Since 2025 he has been the culinary director of the Printemps department store in New York City where he oversees five dining concepts from fine dining to a casual cafe.

=== Book ===
In 2021, Gourdet published his first cookbook, Everyone's Table: Global Recipes for Modern Health, a guide to cooking globally inspired dishes free of gluten, dairy, soy, legumes, and grains. The book was written with J.J. Goode and published by Harper Wave Books on May 11, 2021. The book is a national bestseller aiming to make healthy eating accessible. On June 11, 2022, Everyone's Table won the James Beard Award for Best Cookbook.

==Television appearances==
Gourdet first achieved television fame in 2015 when he competed on Bravo's Top Chef Season 12 and finished runner-up. He went on to make numerous other TV appearances, including competing once more on Top Chef: All-Stars L.A., and finishing again as a finalist.

=== Filmography ===

Television
| Year | Title | Role |
| 2011 | Extreme Chef | Contestant |
| 2014 | Into the Underbelly | Self |
| 2014 | Cutthroat Kitchen | Contestant |
| 2015 | Top Chef (Season 12) | Contestant |
| 2015 | Watch What Happens: Live | Self |
| 2016 | Portlandia | Gregory Gourdet |
| 2018 | Iron Chef Showdown | Challenger |
| 2020 | Top Chef (Season 17) | Contestant |
| 2020 | Race in America: A Movement Not A Moment (TV Special) | Self |
| 2020 | DotGay Presents: The Library (TV Miniseries Documentary) | Self |
| 2020 | Today | Self |
| 2021 | Top Chef (Season 18) | Guest Judge |
| 2021 | Top Chef Amateurs | Guest Judge |
| 2021 | Top Chef Family Style | Guest Judge |
| 2022 | Iron Chef: Quest for an Iron Legend | Challenger |

==Awards==
Gourdet was named "Hottest Chef 2012" from Eater Portland.

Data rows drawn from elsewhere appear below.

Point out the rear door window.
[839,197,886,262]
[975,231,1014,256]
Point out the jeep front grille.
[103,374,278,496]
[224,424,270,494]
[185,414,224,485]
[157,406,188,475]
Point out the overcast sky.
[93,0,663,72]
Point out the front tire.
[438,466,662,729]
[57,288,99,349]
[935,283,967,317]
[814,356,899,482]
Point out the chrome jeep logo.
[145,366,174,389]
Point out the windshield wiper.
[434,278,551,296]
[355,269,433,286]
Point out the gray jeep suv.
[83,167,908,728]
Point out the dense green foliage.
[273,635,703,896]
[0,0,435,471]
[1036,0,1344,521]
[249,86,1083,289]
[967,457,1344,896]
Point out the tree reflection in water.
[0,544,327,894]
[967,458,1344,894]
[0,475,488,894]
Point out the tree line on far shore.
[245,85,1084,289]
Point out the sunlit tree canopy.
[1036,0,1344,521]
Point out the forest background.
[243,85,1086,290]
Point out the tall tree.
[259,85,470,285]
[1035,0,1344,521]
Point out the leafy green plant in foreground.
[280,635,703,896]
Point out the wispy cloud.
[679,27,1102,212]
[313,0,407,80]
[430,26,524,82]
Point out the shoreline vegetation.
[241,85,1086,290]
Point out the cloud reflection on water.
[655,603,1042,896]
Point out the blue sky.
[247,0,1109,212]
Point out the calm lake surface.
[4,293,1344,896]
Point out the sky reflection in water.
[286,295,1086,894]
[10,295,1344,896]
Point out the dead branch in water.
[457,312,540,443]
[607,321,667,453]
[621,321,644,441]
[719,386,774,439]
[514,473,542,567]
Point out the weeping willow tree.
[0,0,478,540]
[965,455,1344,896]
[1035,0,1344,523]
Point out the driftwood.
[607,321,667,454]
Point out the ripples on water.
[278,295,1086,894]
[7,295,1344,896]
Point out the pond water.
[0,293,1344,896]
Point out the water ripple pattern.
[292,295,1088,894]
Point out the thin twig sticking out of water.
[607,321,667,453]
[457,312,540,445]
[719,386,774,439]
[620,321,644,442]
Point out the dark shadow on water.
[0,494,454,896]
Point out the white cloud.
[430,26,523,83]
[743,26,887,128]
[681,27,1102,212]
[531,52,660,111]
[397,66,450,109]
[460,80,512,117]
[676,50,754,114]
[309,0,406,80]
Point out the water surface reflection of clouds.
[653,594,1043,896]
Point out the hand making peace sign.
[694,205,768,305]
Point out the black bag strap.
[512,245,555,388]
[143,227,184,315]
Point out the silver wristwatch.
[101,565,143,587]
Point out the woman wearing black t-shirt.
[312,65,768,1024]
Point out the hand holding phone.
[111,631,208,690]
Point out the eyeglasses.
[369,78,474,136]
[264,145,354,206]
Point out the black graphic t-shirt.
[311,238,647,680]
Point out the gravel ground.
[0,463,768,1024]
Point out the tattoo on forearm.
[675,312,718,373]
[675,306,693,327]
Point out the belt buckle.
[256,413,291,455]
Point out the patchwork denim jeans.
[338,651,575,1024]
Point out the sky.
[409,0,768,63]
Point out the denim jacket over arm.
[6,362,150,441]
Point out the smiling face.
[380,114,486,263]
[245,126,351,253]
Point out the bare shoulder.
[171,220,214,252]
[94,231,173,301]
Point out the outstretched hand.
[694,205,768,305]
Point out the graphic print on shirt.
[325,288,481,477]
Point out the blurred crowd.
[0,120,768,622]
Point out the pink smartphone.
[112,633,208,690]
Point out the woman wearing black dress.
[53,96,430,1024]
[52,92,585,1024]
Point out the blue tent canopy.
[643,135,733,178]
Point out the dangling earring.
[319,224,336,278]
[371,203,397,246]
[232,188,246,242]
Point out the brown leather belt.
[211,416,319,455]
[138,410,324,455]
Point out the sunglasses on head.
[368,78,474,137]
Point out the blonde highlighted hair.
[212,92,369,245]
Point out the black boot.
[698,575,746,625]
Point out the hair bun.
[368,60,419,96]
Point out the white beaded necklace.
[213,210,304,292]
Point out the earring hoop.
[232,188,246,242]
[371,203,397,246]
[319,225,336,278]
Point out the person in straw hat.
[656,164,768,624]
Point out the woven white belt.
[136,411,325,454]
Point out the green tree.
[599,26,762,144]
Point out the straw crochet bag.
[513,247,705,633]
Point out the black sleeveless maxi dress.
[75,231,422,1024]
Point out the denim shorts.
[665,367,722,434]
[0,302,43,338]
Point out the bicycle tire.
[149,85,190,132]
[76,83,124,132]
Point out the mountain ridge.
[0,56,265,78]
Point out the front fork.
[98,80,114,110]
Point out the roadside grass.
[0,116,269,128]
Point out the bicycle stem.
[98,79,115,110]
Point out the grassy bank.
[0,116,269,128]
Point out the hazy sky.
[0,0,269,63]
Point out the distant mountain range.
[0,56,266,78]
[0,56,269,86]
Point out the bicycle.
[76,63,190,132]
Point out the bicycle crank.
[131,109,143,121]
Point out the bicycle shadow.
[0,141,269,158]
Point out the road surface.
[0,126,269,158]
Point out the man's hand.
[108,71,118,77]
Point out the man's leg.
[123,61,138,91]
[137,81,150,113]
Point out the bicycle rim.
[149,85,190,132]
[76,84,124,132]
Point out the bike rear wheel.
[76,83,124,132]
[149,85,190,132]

He was named "Chef of the Year" in 2013 by the Oregon Department of Agriculture. In 2014, he was given the same honor by Eater Portland.

He is a three-time James Beard Award semifinalist, and, in 2020, received his first nomination as a finalist for the award in the category Best Chef: Northwest & Pacific. In 2022, Gourdet's book Everyone's Table: Global Recipes for Modern Health won a James Beard Media Award for Best General Cookbook. In 2023, his restaurant Kann was awarded James Beard "Best New Restaurant". He won the James Beard Award for Best Chef: Northwest and Pacific (Alaska, Hawaii, Oregon, Washington) in 2024.

==Personal life==
Gourdet is an avid long-distance runner. He is openly gay and lives in Portland.

Gourdet used to battle with cocaine and alcohol, and has been sober since 2007.